Heute zählt die Sammlung noch 5.700 Stücke.

.

Geschichte

1604 wurde unter Großmeister Alof de Wignacourt (1601-22) das Arsenal in den Palast überführt. Die neue Waffenkammer wurde in dem riesigen Saal, der sich auf der Gebäuderückseite über dessen gesamte Länge erstreckte, eingerichtet.
Der ‘Sala d’Armi del Palazzo’ mit seinen beeindruckenden Waffen wurde mit Vorliebe auch ausländischen Besuchern vorgeführt und bekam so allmählich auch eine repräsentative Bedeutung.
Zum Ende der Ordensherrschaft hin wurde die Waffenkammer leider zunehmend vernachlässigt.

.

Während der zweijährigen französischen Besatzungszeit und zu Beginn der Britischen Herrschaft wurden immer wieder Teile der Sammlung verschickt.
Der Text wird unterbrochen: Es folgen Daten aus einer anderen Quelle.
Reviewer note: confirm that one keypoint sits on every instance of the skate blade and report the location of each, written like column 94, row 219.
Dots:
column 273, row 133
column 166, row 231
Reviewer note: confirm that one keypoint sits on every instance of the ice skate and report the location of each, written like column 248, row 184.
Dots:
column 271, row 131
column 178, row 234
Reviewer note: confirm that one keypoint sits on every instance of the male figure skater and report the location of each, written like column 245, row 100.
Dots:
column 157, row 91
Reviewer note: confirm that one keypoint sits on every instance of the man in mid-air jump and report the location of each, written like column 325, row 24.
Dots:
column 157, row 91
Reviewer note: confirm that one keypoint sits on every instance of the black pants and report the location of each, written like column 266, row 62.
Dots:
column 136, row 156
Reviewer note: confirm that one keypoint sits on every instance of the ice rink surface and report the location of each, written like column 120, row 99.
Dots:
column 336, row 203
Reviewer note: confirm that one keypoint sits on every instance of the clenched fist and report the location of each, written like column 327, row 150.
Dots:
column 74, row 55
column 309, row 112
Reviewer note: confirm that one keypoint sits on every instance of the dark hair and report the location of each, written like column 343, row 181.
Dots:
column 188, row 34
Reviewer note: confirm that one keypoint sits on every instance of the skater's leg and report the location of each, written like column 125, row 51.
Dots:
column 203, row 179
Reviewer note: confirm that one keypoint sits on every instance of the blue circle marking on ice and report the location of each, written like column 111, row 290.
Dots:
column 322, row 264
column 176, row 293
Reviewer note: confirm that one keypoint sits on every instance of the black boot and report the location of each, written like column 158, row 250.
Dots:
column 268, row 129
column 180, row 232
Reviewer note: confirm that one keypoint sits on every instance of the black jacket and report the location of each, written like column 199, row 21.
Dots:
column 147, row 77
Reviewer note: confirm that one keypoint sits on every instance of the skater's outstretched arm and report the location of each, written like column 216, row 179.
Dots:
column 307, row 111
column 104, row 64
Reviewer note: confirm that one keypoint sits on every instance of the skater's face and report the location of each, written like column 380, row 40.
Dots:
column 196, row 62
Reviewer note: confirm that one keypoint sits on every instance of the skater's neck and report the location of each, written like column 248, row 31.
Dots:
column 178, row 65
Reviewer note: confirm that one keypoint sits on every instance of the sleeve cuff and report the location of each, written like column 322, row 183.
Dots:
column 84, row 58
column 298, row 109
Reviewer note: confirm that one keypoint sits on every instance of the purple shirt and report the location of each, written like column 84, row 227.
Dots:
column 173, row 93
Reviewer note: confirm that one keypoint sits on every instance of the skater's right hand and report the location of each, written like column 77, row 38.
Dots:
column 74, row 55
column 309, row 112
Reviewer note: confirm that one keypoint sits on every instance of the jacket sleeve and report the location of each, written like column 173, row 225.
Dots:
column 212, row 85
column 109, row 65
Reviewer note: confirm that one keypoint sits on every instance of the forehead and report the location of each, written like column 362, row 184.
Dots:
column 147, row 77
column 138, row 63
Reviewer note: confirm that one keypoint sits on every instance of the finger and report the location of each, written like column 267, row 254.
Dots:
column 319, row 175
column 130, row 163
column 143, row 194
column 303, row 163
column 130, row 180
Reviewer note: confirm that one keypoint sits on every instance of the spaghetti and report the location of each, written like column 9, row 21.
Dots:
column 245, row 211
Die britische Regierung beabsichtigte die Sammlung zur sicheren Aufbewahrung nach London zu bringen, was zum Glück nie vollständig verwirklicht wurde. 1850 wurde die Waffenkammer geräumt um Platz für moderne britische Waffen zu schaffen, die 1855 unter Gouverneur William Reid (1851-58) wieder entfernt wurden. Ein letzter Versuch die besten Stücke nach England zu bringen wurde 1857 glücklicherweise aufgegeben.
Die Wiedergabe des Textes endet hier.